I have no expertise whatsoever in meteorology, but I do have a bit of knowledge about stats, and randomness and chance – and it is this that leads me to a broadly sceptical point of view regarding AGW. Jim Ryan kindly responded to my blog about the UEA debacle with a lengthy and pretty rational argument, to which he appended a list of many organisations which sign up to AGW. What he didn’t say, however, was that these organisations often heavily qualify their belief in man-made climate change, suggesting that it is “probable” or “heavily probable” or “likely”. Fine. And there are many more which will not go even this far.
But it is another part of Jim’s response that interested me, because it involves statistics and displayed the almost universal misunderstanding of statistics and chance. He wrote:
“Rod, you visit a 100 tumour specialists and 97 tell you you require an operation to treat the condition. The other 3 say it is benign and does not require any treatment “
The implication being that of course the 97 are right, and that any rational person would not question this supposed fact. A 97% certainty is pretty much a certainty, full stop, isn’t it?
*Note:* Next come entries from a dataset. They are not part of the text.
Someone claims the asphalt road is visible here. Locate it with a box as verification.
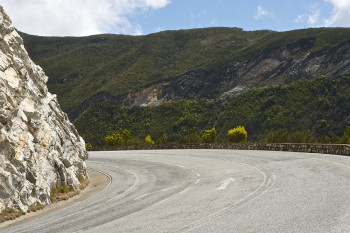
[0,150,350,233]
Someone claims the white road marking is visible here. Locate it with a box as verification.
[160,185,180,192]
[216,177,236,190]
[134,185,180,201]
[134,193,152,201]
[180,188,191,194]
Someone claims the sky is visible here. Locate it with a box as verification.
[0,0,350,36]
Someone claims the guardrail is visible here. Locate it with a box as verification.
[89,143,350,156]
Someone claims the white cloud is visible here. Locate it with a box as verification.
[1,0,171,36]
[254,6,274,20]
[324,0,350,27]
[295,5,321,26]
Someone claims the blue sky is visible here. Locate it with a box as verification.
[0,0,350,36]
[132,0,332,33]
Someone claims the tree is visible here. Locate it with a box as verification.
[105,133,122,146]
[85,142,92,150]
[121,129,131,145]
[227,126,248,142]
[161,133,168,144]
[202,128,218,143]
[340,126,350,144]
[145,135,155,145]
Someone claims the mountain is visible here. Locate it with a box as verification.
[0,6,87,212]
[22,28,350,144]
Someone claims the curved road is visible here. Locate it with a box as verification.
[0,150,350,233]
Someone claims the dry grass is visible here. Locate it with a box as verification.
[0,176,90,223]
[0,208,25,223]
[50,175,89,202]
[27,203,44,213]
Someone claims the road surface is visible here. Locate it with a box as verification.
[0,150,350,233]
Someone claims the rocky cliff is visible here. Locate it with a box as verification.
[0,6,87,211]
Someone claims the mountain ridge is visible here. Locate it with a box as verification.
[19,28,350,113]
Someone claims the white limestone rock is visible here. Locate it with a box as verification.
[0,6,87,211]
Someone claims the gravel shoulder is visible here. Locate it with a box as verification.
[0,169,109,229]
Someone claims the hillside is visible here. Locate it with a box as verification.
[75,76,350,145]
[22,28,350,145]
[22,28,350,115]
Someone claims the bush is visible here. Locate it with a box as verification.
[340,126,350,144]
[105,133,122,146]
[145,135,155,145]
[227,126,248,142]
[85,142,92,150]
[121,129,131,145]
[105,129,131,146]
[202,128,218,143]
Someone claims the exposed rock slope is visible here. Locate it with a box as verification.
[0,6,87,211]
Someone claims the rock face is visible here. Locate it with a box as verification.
[0,6,87,211]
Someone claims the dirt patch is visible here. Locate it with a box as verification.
[0,170,109,229]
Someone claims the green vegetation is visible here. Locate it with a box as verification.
[227,126,248,143]
[27,203,44,213]
[85,142,93,150]
[21,28,350,113]
[50,175,89,202]
[202,128,218,143]
[105,129,132,146]
[145,135,155,145]
[0,208,25,223]
[74,76,350,147]
[340,126,350,144]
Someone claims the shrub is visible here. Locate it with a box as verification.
[227,126,248,142]
[85,142,92,150]
[202,128,218,143]
[121,129,131,145]
[145,135,155,145]
[105,133,122,146]
[340,126,350,144]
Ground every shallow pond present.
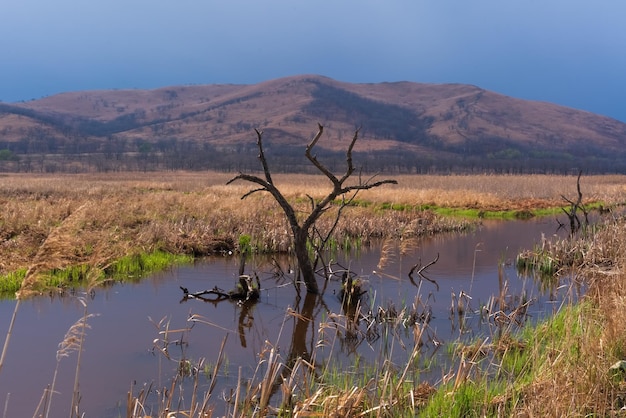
[0,218,576,417]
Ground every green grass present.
[105,251,193,281]
[0,269,27,299]
[0,251,193,299]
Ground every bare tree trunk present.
[227,125,398,294]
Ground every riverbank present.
[0,172,626,296]
[0,173,626,416]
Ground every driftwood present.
[339,271,367,306]
[179,274,261,302]
[409,253,439,291]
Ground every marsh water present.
[0,218,577,417]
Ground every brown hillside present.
[0,75,626,171]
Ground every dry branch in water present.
[227,124,398,293]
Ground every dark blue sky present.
[0,0,626,122]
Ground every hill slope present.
[0,75,626,172]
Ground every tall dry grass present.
[0,172,626,294]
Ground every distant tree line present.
[0,94,626,174]
[0,138,626,174]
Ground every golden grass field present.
[0,172,626,292]
[0,172,626,417]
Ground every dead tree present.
[227,124,398,293]
[561,170,589,235]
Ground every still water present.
[0,219,572,417]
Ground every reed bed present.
[0,173,626,417]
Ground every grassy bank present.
[0,173,626,416]
[0,172,626,293]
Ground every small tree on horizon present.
[226,124,398,294]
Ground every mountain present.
[0,75,626,172]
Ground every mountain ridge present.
[0,75,626,172]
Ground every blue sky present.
[0,0,626,122]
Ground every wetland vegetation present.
[0,172,626,417]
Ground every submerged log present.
[180,274,261,302]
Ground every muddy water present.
[0,219,571,417]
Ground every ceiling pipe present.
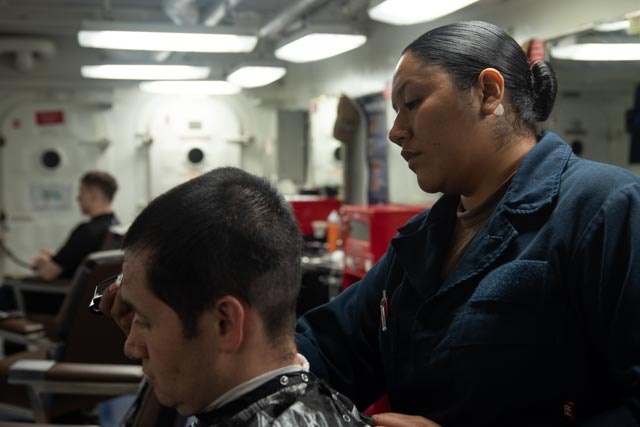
[0,37,56,71]
[202,0,242,27]
[162,0,200,25]
[258,0,327,38]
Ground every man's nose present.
[124,328,147,360]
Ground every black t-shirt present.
[52,213,118,279]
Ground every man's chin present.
[153,389,197,417]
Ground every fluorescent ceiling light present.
[78,30,258,52]
[551,43,640,61]
[275,32,367,62]
[80,64,210,80]
[227,65,287,87]
[593,19,630,32]
[140,80,241,95]
[369,0,478,25]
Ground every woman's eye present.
[133,316,149,329]
[404,99,420,111]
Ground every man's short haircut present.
[123,167,302,342]
[80,171,118,201]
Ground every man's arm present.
[31,250,63,281]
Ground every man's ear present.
[477,68,504,116]
[213,295,246,353]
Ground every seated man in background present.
[100,168,367,426]
[32,171,118,281]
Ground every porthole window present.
[40,150,62,170]
[187,148,204,164]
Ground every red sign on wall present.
[36,110,64,126]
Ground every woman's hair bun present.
[531,61,558,122]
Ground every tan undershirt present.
[441,171,516,279]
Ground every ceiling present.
[0,0,369,86]
[0,0,640,95]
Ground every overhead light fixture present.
[227,65,287,88]
[368,0,478,25]
[140,80,241,95]
[593,19,630,32]
[275,26,367,62]
[78,22,258,53]
[80,64,211,80]
[551,43,640,61]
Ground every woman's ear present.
[477,68,504,116]
[212,295,246,353]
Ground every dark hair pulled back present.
[403,21,557,132]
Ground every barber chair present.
[0,225,126,320]
[6,361,182,427]
[0,250,138,421]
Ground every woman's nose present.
[389,120,410,146]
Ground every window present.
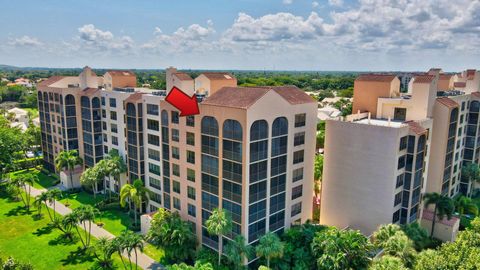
[172,128,180,142]
[147,104,158,115]
[292,185,303,200]
[293,132,305,146]
[292,167,303,182]
[187,168,195,182]
[295,113,307,127]
[187,186,195,200]
[187,132,195,146]
[187,150,195,164]
[172,111,179,124]
[293,150,303,164]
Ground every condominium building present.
[321,69,480,235]
[38,67,317,255]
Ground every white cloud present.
[9,36,43,47]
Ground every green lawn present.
[60,191,133,236]
[10,169,58,189]
[0,187,137,270]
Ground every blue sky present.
[0,0,480,71]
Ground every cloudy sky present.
[0,0,480,71]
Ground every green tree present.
[423,192,455,238]
[120,179,151,226]
[255,232,284,268]
[205,208,232,265]
[55,150,83,188]
[312,228,372,270]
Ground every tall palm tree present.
[423,192,455,238]
[205,208,232,266]
[455,196,478,216]
[55,150,83,188]
[256,232,284,269]
[462,163,480,197]
[120,179,151,226]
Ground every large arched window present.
[223,119,243,141]
[272,117,288,137]
[202,116,218,137]
[250,120,268,141]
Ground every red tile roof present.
[437,97,458,108]
[355,74,397,82]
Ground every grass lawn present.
[10,169,58,189]
[0,187,138,270]
[60,191,133,236]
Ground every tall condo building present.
[38,67,317,260]
[321,69,480,235]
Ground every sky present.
[0,0,480,71]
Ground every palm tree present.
[205,208,232,266]
[225,235,252,269]
[55,150,83,188]
[455,196,478,216]
[462,163,480,197]
[424,192,455,238]
[256,232,284,269]
[120,179,151,226]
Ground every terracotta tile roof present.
[202,86,316,109]
[453,82,467,88]
[125,92,145,103]
[405,120,427,135]
[173,72,193,81]
[422,209,459,227]
[355,74,397,82]
[200,72,235,80]
[106,70,135,77]
[38,76,65,86]
[413,75,435,84]
[437,97,458,108]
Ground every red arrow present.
[165,86,200,116]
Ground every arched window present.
[202,116,218,137]
[223,119,243,141]
[65,95,75,105]
[250,120,268,141]
[272,117,288,137]
[80,96,90,108]
[162,110,168,126]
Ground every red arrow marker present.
[165,86,200,116]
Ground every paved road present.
[31,187,164,270]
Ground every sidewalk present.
[31,187,164,270]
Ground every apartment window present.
[187,132,195,146]
[292,167,303,182]
[109,98,117,108]
[172,146,180,159]
[147,119,160,131]
[147,104,158,115]
[173,180,180,194]
[293,132,305,146]
[186,115,195,127]
[295,113,307,127]
[187,168,195,182]
[293,150,304,164]
[292,185,303,200]
[187,186,195,200]
[172,128,180,142]
[172,164,180,177]
[172,111,179,124]
[187,150,195,164]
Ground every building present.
[321,69,480,235]
[38,67,317,260]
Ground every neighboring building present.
[321,69,480,235]
[38,67,317,262]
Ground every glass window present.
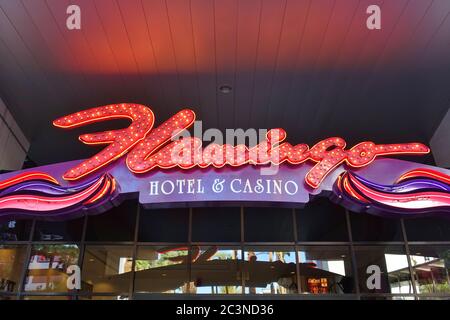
[0,245,26,292]
[355,246,413,294]
[404,217,450,241]
[350,212,404,241]
[86,200,137,241]
[296,198,348,241]
[134,246,190,293]
[243,246,298,294]
[24,244,80,292]
[192,207,241,242]
[409,245,450,294]
[0,220,33,241]
[244,208,294,242]
[81,246,133,293]
[78,294,129,300]
[190,246,242,294]
[139,207,189,242]
[298,246,355,294]
[34,218,84,241]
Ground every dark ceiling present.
[0,0,450,164]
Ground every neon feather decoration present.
[0,172,119,220]
[334,168,450,215]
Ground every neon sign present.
[53,103,430,188]
[0,104,450,220]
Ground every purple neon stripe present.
[350,173,450,193]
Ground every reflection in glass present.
[190,246,242,294]
[24,244,79,292]
[404,216,450,241]
[81,246,132,293]
[22,296,76,300]
[298,246,354,294]
[86,200,137,241]
[243,246,297,294]
[409,246,450,293]
[138,206,189,242]
[295,198,348,241]
[192,207,241,242]
[350,212,403,241]
[33,218,84,241]
[0,219,32,241]
[244,207,294,242]
[78,294,130,300]
[134,246,189,293]
[0,245,26,292]
[355,246,413,293]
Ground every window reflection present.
[244,207,294,242]
[190,246,242,294]
[298,246,354,294]
[355,246,413,293]
[82,246,132,292]
[78,294,130,300]
[295,198,348,241]
[34,218,84,241]
[409,246,450,293]
[0,220,32,241]
[243,246,297,294]
[134,246,189,293]
[0,245,26,292]
[24,244,79,292]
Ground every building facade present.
[0,199,450,299]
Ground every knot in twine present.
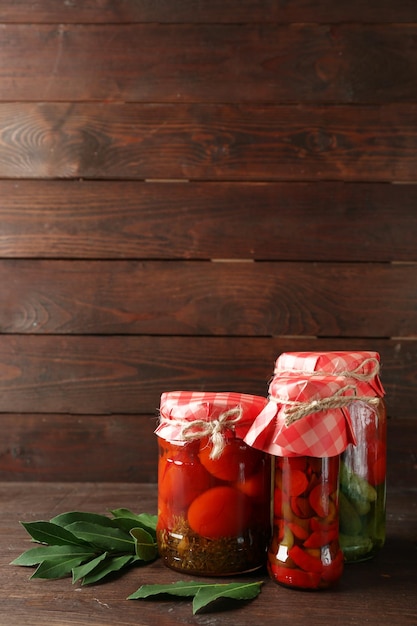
[181,406,243,459]
[274,357,380,380]
[270,385,379,426]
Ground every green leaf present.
[31,556,85,579]
[128,580,204,600]
[72,552,107,583]
[21,521,86,546]
[111,509,158,540]
[130,528,158,561]
[193,582,262,615]
[67,522,135,554]
[50,511,114,528]
[128,581,262,615]
[10,545,95,567]
[82,555,136,585]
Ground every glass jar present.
[267,456,343,589]
[275,351,386,562]
[340,398,387,562]
[157,392,271,576]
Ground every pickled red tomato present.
[199,439,262,482]
[158,444,213,514]
[188,486,251,539]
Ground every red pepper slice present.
[268,563,321,589]
[288,545,323,574]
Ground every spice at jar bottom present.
[157,392,271,576]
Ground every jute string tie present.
[269,385,379,426]
[177,406,243,459]
[274,357,380,383]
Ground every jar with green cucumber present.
[339,398,386,562]
[260,350,387,562]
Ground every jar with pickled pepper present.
[276,351,386,562]
[245,358,360,590]
[155,391,271,576]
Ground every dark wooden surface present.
[0,482,417,626]
[0,23,417,102]
[0,0,417,484]
[0,179,417,262]
[2,0,416,24]
[0,102,417,182]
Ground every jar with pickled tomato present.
[155,391,271,576]
[267,456,343,589]
[268,351,387,562]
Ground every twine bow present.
[181,406,243,459]
[270,385,379,426]
[274,357,380,382]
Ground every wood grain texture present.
[0,411,158,483]
[0,260,417,337]
[0,335,417,418]
[0,180,417,262]
[0,482,417,626]
[0,23,417,104]
[0,410,416,488]
[1,0,417,24]
[0,103,417,182]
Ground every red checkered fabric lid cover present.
[274,351,385,398]
[245,352,384,457]
[155,391,268,443]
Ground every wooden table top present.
[0,482,417,626]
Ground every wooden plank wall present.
[0,0,417,483]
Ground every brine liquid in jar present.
[157,435,271,576]
[267,456,343,590]
[340,398,387,562]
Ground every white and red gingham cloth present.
[155,391,268,443]
[244,352,384,457]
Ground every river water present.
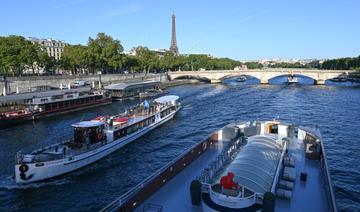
[0,78,360,211]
Well, no. Suppose the tumour which the doctors believe afflicts me is a fairly rare type of tumour, one which affects only, say, one in 5000 people. If that is the case then the likelihood that I do not have that tumour, and that those 97% of surgeons have made a wrong diagnosis, and that I therefore do not need an operation, is far, far higher than the likelihood that I do have a tumour and do need it operated upon. Jim’s analogy utilizes that difficult thing to supposedly prove his point, the false positive.